The Restriction of Being • 109

In order to grasp the separation, we must go back, here too, into the inception.

Yet if we distance ourselves from thoughtlessness and idle talk while we still have time, we can still find, even within ourselves, a trace of the understanding of the distinction. We say [76|106] “seeming” and know the rain and the sunshine. The sun shines <scheinen: to appear, to seem; to shine>. We say: “The room was dimly lit by the light <Schein> of a candle.” The Alemannic dialect uses the word Scheinholz, that is, wood <Holz> that glows in the dark. From depictions of saints, we are familiar with the saint’s halo <Heiligenschein>, the radiant ring around the head. But we also know about false saints <Scheinheilige>, those who look like saints, but are not. We encounter the mock battle <Scheingefecht>, a maneuver that simulates battle. While it shines <scheint>, the sun seems <scheint> to move around the earth. That the moon, which shines, is two feet wide—that just seems that way, it is just a seeming <Schein>. Here we come across two kinds of Schein and scheinen. But they do not simply stand next to each other; instead, one is derived from the other. The sun, for example, can seem to move around the earth only because it shines, that is, glows and in glowing appears <erscheint>, that is, makes itself manifest <zum Vorschein kommt>. And in the shining of the sun as glowing and radiating, we also experience this radiation as warmth. The sun shines: it shows itself and we feel warmth. As the luster of the halo, the shining of the light makes the bearer manifest as a saint.

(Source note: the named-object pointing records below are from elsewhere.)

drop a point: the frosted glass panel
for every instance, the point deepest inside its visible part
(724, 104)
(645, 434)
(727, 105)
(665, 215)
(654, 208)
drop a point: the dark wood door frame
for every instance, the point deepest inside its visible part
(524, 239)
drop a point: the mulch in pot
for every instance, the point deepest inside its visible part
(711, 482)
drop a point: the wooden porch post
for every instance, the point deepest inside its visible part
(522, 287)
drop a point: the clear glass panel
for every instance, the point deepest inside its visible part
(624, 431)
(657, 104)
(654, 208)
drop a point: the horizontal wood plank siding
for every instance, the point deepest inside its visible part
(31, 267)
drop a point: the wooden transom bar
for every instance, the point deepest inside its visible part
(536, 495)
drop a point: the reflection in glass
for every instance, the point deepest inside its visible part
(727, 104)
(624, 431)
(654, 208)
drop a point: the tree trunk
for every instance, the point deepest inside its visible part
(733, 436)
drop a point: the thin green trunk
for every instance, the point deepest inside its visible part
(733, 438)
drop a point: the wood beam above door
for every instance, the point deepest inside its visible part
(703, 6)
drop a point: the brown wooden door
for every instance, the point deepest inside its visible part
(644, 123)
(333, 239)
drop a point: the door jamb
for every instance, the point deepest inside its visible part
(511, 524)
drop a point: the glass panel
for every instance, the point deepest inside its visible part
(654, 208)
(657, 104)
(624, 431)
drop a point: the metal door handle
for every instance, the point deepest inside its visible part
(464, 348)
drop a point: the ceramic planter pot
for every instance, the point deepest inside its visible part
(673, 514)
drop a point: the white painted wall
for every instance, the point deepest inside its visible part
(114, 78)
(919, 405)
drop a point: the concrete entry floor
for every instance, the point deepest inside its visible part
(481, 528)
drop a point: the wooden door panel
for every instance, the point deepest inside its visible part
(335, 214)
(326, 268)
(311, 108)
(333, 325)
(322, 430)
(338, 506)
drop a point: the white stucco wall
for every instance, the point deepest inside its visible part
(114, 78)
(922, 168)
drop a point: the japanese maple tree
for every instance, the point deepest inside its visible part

Considered more precisely, we find three modes of Schein: 1) Schein as luster and glow; 2) Schein and Scheinen as appearing <erscheinen>, the manifestation <Vor-schein> of something; 3) Schein as mere seeming, the semblance <Anschein> presented by something. But at the same time it becomes clear that the second mode of Scheinen, appearing in the sense of self-showing, is also appropriate to Schein as luster, as well as to Schein as semblance, and not as an accidental characteristic, but as the ground of their possibility.